Réunion du 24 juin 2010 à 9h00
Prise illégale d'intérêts des élus locaux — Adoption d'une proposition de loi

Photo de Pierre-Yves CollombatPierre-Yves Collombat :

Madame la présidente, monsieur le secrétaire d’État, mes chers collègues, Bernard Saugey et notre rapporteur, que je remercie, ont parfaitement exposé l’objet de cette proposition de loi : clarifier en la précisant la notion d’intérêt délictueux afin de sécuriser l’action de ceux auxquels a été confiée la gestion des affaires publiques, sans baisser la garde s’agissant de leurs éventuels manquements au devoir de probité.

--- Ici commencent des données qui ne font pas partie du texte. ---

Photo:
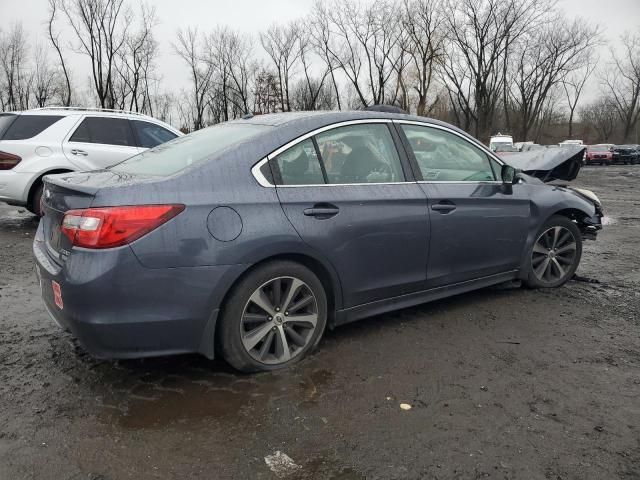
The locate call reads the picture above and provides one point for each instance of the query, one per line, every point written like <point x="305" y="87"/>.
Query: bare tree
<point x="13" y="63"/>
<point x="322" y="40"/>
<point x="602" y="116"/>
<point x="55" y="41"/>
<point x="622" y="83"/>
<point x="544" y="58"/>
<point x="45" y="78"/>
<point x="423" y="21"/>
<point x="135" y="65"/>
<point x="573" y="85"/>
<point x="201" y="73"/>
<point x="281" y="44"/>
<point x="369" y="37"/>
<point x="481" y="33"/>
<point x="101" y="29"/>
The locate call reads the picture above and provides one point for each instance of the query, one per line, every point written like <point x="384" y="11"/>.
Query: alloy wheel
<point x="279" y="320"/>
<point x="553" y="254"/>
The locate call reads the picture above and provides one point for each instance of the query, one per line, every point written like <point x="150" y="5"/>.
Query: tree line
<point x="518" y="66"/>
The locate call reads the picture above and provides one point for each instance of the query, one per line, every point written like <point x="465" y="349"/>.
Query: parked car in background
<point x="601" y="154"/>
<point x="500" y="141"/>
<point x="625" y="154"/>
<point x="247" y="239"/>
<point x="571" y="142"/>
<point x="35" y="143"/>
<point x="503" y="149"/>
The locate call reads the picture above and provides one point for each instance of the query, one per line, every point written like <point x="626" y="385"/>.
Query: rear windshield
<point x="28" y="126"/>
<point x="178" y="154"/>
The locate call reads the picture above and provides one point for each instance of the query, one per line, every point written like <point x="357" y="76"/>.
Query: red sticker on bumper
<point x="57" y="294"/>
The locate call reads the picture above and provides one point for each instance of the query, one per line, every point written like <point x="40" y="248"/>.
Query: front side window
<point x="104" y="130"/>
<point x="151" y="135"/>
<point x="445" y="157"/>
<point x="28" y="126"/>
<point x="299" y="165"/>
<point x="362" y="153"/>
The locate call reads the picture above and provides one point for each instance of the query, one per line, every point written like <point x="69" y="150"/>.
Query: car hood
<point x="562" y="163"/>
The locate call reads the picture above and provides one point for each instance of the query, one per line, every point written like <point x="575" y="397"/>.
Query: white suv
<point x="35" y="143"/>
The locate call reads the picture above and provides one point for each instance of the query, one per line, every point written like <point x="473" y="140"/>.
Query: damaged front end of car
<point x="560" y="165"/>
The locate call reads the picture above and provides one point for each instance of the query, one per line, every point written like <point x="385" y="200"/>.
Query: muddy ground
<point x="503" y="384"/>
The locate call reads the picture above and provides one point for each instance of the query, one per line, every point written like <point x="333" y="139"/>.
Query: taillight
<point x="8" y="160"/>
<point x="108" y="227"/>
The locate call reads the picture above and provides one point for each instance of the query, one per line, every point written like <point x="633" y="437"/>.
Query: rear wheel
<point x="555" y="254"/>
<point x="273" y="317"/>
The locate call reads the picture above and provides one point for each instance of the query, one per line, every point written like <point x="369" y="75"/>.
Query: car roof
<point x="66" y="111"/>
<point x="310" y="120"/>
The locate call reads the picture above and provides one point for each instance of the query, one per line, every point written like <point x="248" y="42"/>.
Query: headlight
<point x="588" y="194"/>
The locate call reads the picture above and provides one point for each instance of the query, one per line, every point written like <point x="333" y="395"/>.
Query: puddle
<point x="152" y="402"/>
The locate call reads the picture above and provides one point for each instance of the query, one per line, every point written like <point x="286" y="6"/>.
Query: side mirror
<point x="508" y="174"/>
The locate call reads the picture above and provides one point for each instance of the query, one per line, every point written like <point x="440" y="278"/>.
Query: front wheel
<point x="273" y="317"/>
<point x="555" y="254"/>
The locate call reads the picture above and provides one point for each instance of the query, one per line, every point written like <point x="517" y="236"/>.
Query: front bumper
<point x="119" y="309"/>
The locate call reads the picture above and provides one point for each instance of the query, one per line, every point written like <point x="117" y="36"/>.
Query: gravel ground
<point x="502" y="383"/>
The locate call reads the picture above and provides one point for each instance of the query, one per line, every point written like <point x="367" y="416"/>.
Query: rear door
<point x="479" y="225"/>
<point x="348" y="196"/>
<point x="99" y="142"/>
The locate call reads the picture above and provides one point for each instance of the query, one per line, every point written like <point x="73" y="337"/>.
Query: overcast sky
<point x="252" y="16"/>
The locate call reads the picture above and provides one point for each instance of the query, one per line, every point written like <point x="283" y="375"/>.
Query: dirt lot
<point x="503" y="383"/>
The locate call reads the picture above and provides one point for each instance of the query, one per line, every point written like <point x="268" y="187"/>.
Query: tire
<point x="34" y="205"/>
<point x="555" y="255"/>
<point x="259" y="335"/>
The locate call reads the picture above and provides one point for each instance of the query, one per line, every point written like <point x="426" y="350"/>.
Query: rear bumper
<point x="14" y="187"/>
<point x="117" y="308"/>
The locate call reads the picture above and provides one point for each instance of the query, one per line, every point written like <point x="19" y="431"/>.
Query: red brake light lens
<point x="8" y="160"/>
<point x="108" y="227"/>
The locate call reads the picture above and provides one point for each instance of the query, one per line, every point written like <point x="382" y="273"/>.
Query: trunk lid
<point x="70" y="191"/>
<point x="553" y="163"/>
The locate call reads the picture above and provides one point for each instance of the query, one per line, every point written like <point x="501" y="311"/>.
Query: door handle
<point x="443" y="207"/>
<point x="321" y="211"/>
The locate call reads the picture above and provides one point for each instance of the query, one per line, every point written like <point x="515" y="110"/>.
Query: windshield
<point x="6" y="119"/>
<point x="182" y="152"/>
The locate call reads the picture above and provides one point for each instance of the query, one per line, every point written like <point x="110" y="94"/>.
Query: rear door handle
<point x="321" y="211"/>
<point x="443" y="207"/>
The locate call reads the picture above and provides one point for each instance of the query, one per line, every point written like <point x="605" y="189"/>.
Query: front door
<point x="478" y="225"/>
<point x="345" y="193"/>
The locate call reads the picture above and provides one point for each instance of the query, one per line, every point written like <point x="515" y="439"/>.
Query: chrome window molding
<point x="262" y="180"/>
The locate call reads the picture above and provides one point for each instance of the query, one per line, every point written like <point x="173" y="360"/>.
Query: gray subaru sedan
<point x="249" y="238"/>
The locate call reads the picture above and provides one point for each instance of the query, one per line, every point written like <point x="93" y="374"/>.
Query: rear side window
<point x="6" y="119"/>
<point x="363" y="153"/>
<point x="108" y="131"/>
<point x="180" y="153"/>
<point x="299" y="165"/>
<point x="446" y="157"/>
<point x="28" y="126"/>
<point x="151" y="135"/>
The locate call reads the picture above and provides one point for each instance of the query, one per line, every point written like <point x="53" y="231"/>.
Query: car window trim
<point x="262" y="180"/>
<point x="471" y="140"/>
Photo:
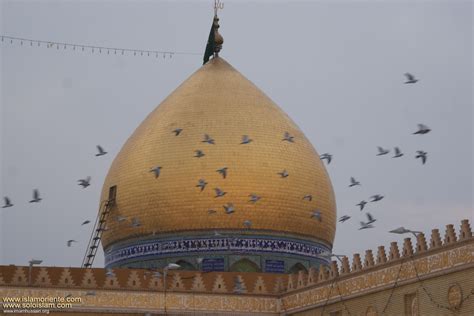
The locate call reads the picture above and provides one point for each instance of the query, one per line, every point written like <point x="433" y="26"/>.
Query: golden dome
<point x="217" y="100"/>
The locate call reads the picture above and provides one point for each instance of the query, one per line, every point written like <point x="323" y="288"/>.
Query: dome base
<point x="220" y="252"/>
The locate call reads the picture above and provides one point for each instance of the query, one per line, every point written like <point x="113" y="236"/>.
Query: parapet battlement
<point x="423" y="259"/>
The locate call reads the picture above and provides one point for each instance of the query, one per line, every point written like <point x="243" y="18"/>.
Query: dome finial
<point x="218" y="39"/>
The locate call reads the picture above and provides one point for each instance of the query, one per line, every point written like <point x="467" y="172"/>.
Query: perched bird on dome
<point x="156" y="170"/>
<point x="222" y="171"/>
<point x="219" y="192"/>
<point x="398" y="153"/>
<point x="423" y="155"/>
<point x="7" y="202"/>
<point x="317" y="215"/>
<point x="101" y="151"/>
<point x="177" y="131"/>
<point x="344" y="218"/>
<point x="229" y="208"/>
<point x="283" y="174"/>
<point x="361" y="204"/>
<point x="287" y="137"/>
<point x="135" y="222"/>
<point x="382" y="151"/>
<point x="422" y="129"/>
<point x="120" y="218"/>
<point x="201" y="184"/>
<point x="246" y="140"/>
<point x="354" y="182"/>
<point x="254" y="198"/>
<point x="326" y="156"/>
<point x="36" y="197"/>
<point x="410" y="78"/>
<point x="365" y="226"/>
<point x="208" y="139"/>
<point x="376" y="198"/>
<point x="199" y="154"/>
<point x="370" y="218"/>
<point x="84" y="182"/>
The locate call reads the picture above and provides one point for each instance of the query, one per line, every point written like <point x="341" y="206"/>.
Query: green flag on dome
<point x="211" y="44"/>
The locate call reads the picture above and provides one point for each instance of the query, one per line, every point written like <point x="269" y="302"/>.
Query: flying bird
<point x="326" y="156"/>
<point x="422" y="154"/>
<point x="287" y="137"/>
<point x="254" y="198"/>
<point x="199" y="154"/>
<point x="100" y="150"/>
<point x="229" y="208"/>
<point x="382" y="151"/>
<point x="344" y="218"/>
<point x="246" y="140"/>
<point x="208" y="139"/>
<point x="317" y="215"/>
<point x="219" y="192"/>
<point x="410" y="78"/>
<point x="84" y="182"/>
<point x="7" y="202"/>
<point x="120" y="218"/>
<point x="283" y="174"/>
<point x="222" y="171"/>
<point x="36" y="197"/>
<point x="135" y="222"/>
<point x="370" y="218"/>
<point x="361" y="204"/>
<point x="398" y="153"/>
<point x="156" y="170"/>
<point x="201" y="184"/>
<point x="422" y="129"/>
<point x="376" y="198"/>
<point x="177" y="131"/>
<point x="354" y="182"/>
<point x="365" y="225"/>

Je me bornerai donc à revenir sur quelques points qui me semblent essentiels et qui expliquent l’adhésion totale de mon groupe au texte qui nous est soumis.

Premier point, le délit de « prise illégale d’intérêt » concerne une catégorie bien particulière de personnes, les « dépositaire[s] de l’autorité publique ou chargée[s] d’une mission de service public » ou « investie[s] d’un mandat électif public ». Peu de nos concitoyens, donc, y sont exposés, ce qui invalide a priori toutes les objections à la proposition de loi au nom de « l’égalité des citoyens devant la loi », l’un des tantras habituellement récités dès lors qu’il est question de la responsabilité des élus. En l’espèce, la question est d’assurer non pas un traitement égal à des égaux, mais des traitements inégaux à des personnes que leur position place dans des situations inégales.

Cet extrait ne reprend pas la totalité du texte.